TECHNICAL AND ORGANISATIONAL MEASURES



Title: Technical and Organisational Measures

Created: Nazaf Azmi

Last Modified date: 06/06/2024

Version Number

Date of change and author

Reason

1.0

24-04-2024 Nazaf Azmi

Document created

1.1

06-06-2024 Henry Mullen

Terminology amendments

General

In the digital age, protecting personal information is paramount. Technical and organizational measures (TOMs) play a pivotal role in safeguarding data integrity, confidentiality, and availability. This document outlines key principles, strategies, and best practices implemented by Worka.

Technical measures encompass the use of technology to secure data, including encryption, access controls, and intrusion detection systems. Organizational measures involve policies, procedures, and practices designed to manage and mitigate risks, such as employee training, incident response plans, and compliance frameworks.

Key components of Technical Measures

  • Control against Malware

  • Patch and Vulnerability Management

  • Encryption and Key Management

  • Secured Internet browsing and connection.

  • Authentication via Single Sign On (SSO) or Two-Factor Authentication (2FA)

  • Data Encryption at rest and in transit

  • Data Protection compliant destruction of data carriers (files, drives etc.)

  • Locking of device housing

  • Secure Firewall

  • Card for locked areas

  • Logging of access to applications and processes such as data destruction

Key components of Organisational Measures

  • Information Security Policy: To maintain a secure infrastructure to minimise exposure to data loss, to have fit-for-purpose available systems and to ensure employees and contractors understand the importance of Information Security.

  • Business Continuity Plan: To understand the critical functions and activities of the organisation and analyse and respond to the identified risks to the organisation. In so doing the plan provides a detailed, prioritised, and timetabled response to an emergency and identifies the key roles, responsibilities, and contacts to respond to an emergency.

  • Risk Assessment: Apart from being a legal requirement in some cases, we use risk assessments to help develop mitigation solutions and as an effective preventive measure.

  • Awareness & Training: To have in place comprehensive training programs covering various aspects of cybersecurity, including recognizing phishing attempts, creating strong passwords, identifying social engineering tactics, and understanding the importance of data protection.

  • Policy Communication and Acknowledgment: Ensure that employees are aware of and acknowledge organizational security policies and procedures through regular communication, training modules, and acknowledgment forms.

  • Other policies and procedures – Ensure that we have robust and easy to follow policies and procedures in place so that our employees know what their obligations are and what to do if certain situations occur including a clean desk, bring your own device, remote work policies, data breach and DSR procedures.

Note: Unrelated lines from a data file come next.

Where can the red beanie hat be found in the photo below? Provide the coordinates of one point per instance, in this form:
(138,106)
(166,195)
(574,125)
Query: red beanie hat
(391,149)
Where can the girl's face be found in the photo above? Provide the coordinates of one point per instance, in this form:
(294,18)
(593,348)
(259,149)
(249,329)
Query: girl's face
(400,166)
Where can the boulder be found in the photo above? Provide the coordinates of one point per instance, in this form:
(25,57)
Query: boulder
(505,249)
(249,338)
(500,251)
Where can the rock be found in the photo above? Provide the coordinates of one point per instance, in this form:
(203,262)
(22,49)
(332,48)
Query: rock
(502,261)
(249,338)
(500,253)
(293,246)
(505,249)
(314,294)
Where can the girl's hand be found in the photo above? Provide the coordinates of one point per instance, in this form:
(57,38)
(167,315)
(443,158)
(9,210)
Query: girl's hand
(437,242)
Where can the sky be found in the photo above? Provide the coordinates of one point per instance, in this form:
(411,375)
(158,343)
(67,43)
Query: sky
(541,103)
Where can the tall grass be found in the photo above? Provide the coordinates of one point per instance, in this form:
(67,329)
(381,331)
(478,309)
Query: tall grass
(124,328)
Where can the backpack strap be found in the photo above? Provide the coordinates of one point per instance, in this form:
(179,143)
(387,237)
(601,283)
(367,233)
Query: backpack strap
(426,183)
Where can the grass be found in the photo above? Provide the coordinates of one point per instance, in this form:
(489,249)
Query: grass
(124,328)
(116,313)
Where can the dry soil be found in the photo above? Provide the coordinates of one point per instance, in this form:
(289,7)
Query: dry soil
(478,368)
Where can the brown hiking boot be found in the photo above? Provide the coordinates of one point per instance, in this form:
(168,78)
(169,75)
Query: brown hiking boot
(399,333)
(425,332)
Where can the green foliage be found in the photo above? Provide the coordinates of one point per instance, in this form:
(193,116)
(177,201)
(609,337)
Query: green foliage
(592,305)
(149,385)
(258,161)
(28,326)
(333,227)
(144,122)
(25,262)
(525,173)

  • Reviews & audits – Having the above policies and procedures in place is not enough. We need to make sure that they are effective. Therefore, we have established controls and audits to evaluate their effectiveness.

  • Due diligence –We must be able to ensure the security of personal data when we use sub-processors. We establish due diligence checks before we commit to a sub-processor. We must agree with the sub-processor a monitoring process.